ORES is going to be replaced with Lift Wing, a new Kubernetes based approach for serving ML models that we have been working on during the past couple of years. There are some differences between ORES and Lift Wing, but the biggest one is that (for the moment) we are not going to implement a score cache for Lift Wing, so we will not have any need to implement a /precache-like endpoint. In ORES this meant creating (heavily customized) code to be able to call multiple models from the same API endpoint, meanwhile in Lift Wing we followed a different approach: keep it simple and dedicate separate endpoints for every model. The idea is to avoid entanglements and ease the deployment or deprecation of models, trying to impact as few as possible workflows that people may have.
Proposal
Lift Wing is able to generate mediawiki.revision-score events, we have demonstrated the feature in T301878 creating an ad-hoc test stream. The idea is to reduce the above workflow to something more streamlined:
- ChangeProp (or Flink or Benthos or similar) listens for mediawiki.revision-create events.
- Following a simple logic, it decides what Lift Wing endpoints to call.
- Every time and endpoint is called (so every time a model generates a score), an mediawiki.revision-score-<model-name> event is generated and sent to EventGate (directly by Lift Wing)
Ad-hoc hacks like ores_update.js could be removed, simplifying the maintenance of other tools as well.
All the final consumption points (Kafka, HDFS/Hive, Eventstreams) would be available, but of course generating different datasources (one for each model type).
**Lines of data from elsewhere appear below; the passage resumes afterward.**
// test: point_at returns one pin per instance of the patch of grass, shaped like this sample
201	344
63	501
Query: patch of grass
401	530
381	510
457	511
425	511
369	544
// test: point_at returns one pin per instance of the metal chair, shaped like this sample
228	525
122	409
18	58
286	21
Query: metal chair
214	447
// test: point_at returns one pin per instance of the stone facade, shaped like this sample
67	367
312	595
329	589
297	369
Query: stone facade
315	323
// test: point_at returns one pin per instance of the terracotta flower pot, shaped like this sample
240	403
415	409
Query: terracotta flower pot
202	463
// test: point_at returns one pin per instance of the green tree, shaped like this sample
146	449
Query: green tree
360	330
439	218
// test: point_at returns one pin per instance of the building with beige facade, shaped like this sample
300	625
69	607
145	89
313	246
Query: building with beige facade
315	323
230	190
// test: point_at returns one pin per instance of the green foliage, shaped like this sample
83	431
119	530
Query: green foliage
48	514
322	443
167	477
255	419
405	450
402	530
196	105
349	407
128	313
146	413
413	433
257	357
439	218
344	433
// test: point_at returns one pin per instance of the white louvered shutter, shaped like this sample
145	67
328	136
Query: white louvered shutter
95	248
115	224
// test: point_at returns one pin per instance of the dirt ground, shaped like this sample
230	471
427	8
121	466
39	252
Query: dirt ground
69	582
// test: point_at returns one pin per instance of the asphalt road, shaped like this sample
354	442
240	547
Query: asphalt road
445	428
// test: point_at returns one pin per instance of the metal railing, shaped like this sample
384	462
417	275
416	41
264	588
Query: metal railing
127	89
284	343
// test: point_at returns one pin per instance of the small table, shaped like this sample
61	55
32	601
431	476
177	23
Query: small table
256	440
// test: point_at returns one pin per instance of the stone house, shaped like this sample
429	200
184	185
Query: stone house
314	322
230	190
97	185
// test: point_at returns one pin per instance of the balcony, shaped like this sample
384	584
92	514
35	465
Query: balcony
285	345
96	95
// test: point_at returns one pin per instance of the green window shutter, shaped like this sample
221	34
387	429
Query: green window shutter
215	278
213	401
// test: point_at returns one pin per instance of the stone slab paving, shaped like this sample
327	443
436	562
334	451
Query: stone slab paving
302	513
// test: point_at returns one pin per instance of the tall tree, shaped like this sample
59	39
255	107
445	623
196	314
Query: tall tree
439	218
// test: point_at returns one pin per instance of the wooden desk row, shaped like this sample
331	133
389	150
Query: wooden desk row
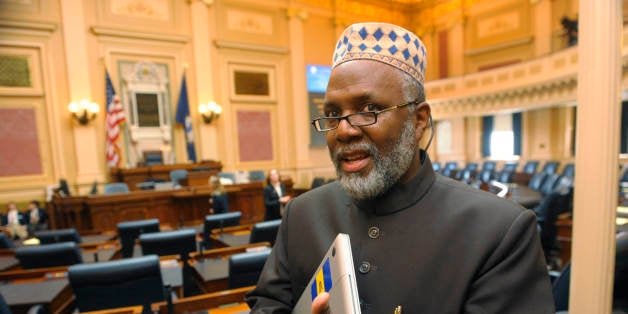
50	287
197	172
173	207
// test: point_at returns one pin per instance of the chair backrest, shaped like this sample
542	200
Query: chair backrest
489	165
178	175
56	236
257	175
472	166
537	181
245	268
317	181
436	166
510	167
129	231
217	221
5	242
116	187
530	166
549	184
49	255
485	175
226	177
179	242
265	231
569	170
118	283
550	167
505	176
153	157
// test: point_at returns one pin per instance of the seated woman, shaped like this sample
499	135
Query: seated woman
219	201
274	196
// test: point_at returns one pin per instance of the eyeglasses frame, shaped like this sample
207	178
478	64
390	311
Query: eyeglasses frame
376	113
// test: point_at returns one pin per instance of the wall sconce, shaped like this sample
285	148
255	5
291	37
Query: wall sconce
210	111
83	111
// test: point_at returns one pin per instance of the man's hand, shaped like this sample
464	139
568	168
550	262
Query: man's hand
284	199
320	305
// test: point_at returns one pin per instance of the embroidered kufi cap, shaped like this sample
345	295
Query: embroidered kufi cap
383	42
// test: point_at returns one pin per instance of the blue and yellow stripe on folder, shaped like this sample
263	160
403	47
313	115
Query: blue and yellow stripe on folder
323	280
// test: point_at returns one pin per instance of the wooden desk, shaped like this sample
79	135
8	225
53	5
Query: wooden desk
55	295
8	262
226	301
172	207
233	236
212	268
133	176
524	196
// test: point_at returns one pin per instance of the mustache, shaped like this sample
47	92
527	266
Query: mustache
338	151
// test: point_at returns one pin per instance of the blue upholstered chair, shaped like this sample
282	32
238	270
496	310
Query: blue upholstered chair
550	167
245	268
5	242
217	221
257	175
153	157
177	175
49	255
116	187
436	166
129	231
227	176
265	231
530	167
58	235
569	170
489	165
180	242
510	166
118	283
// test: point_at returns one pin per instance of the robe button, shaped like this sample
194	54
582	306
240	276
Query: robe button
365	267
373	232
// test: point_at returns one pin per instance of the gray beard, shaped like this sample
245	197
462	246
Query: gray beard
387	169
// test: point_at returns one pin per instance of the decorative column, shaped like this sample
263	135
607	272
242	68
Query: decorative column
202	14
89	165
595	197
299	90
542	27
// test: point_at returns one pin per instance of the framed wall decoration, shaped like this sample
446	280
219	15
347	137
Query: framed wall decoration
252	83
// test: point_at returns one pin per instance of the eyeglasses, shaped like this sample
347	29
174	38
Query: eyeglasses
365	118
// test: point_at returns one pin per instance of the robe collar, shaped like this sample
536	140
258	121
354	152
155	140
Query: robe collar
402	196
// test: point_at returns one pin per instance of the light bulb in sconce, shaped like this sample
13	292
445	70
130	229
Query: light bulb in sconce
210	111
83	111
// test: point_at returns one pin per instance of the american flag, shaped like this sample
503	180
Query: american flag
115	117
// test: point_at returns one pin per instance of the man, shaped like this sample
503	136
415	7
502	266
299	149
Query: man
421	243
15	222
275	197
37	218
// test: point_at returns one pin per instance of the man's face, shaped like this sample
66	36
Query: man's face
370	159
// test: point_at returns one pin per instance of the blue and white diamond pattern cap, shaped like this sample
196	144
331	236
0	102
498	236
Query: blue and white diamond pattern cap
383	42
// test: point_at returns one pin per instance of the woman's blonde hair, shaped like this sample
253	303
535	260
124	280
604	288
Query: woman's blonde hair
218	187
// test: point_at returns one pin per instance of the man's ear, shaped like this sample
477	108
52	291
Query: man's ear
422	117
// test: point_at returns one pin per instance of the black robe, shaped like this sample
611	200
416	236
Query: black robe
433	245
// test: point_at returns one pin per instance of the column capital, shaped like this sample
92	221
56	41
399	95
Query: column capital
299	13
207	3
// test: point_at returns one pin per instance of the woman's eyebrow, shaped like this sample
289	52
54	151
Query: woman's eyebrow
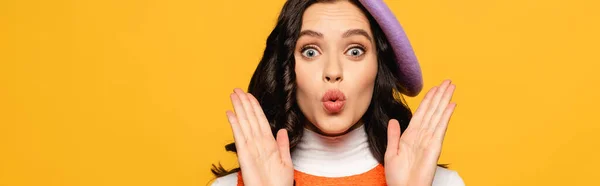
346	34
359	31
310	33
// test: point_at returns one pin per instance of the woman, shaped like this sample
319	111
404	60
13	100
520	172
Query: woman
329	88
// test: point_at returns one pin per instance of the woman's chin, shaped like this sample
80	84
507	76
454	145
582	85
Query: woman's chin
333	127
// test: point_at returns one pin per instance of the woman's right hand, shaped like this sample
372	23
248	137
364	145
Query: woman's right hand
263	160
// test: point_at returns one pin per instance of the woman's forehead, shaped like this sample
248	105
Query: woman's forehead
334	18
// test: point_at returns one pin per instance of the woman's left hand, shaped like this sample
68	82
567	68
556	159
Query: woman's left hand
411	159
This would allow us to add/remove streams more easily, and it would allow people to selectively get smoother sources of data focused on specific models.
Drawback: people would have more endpoints/datasources to check for a specific revision, but so far it seems that this shouldn't be a concern (we are not sure yet, this is why I opened the task :).
Ongoing/Related work
We are aware of T308017 and we are following it closely, but at the same time we'd like to establish a timeline to deprecate ORES and the revision-score stream is the bigger user (at the moment) of it.
What we are seeking
Comments and use cases about the usages of the revision-score stream, and if the above proposal could impact them in a bad way.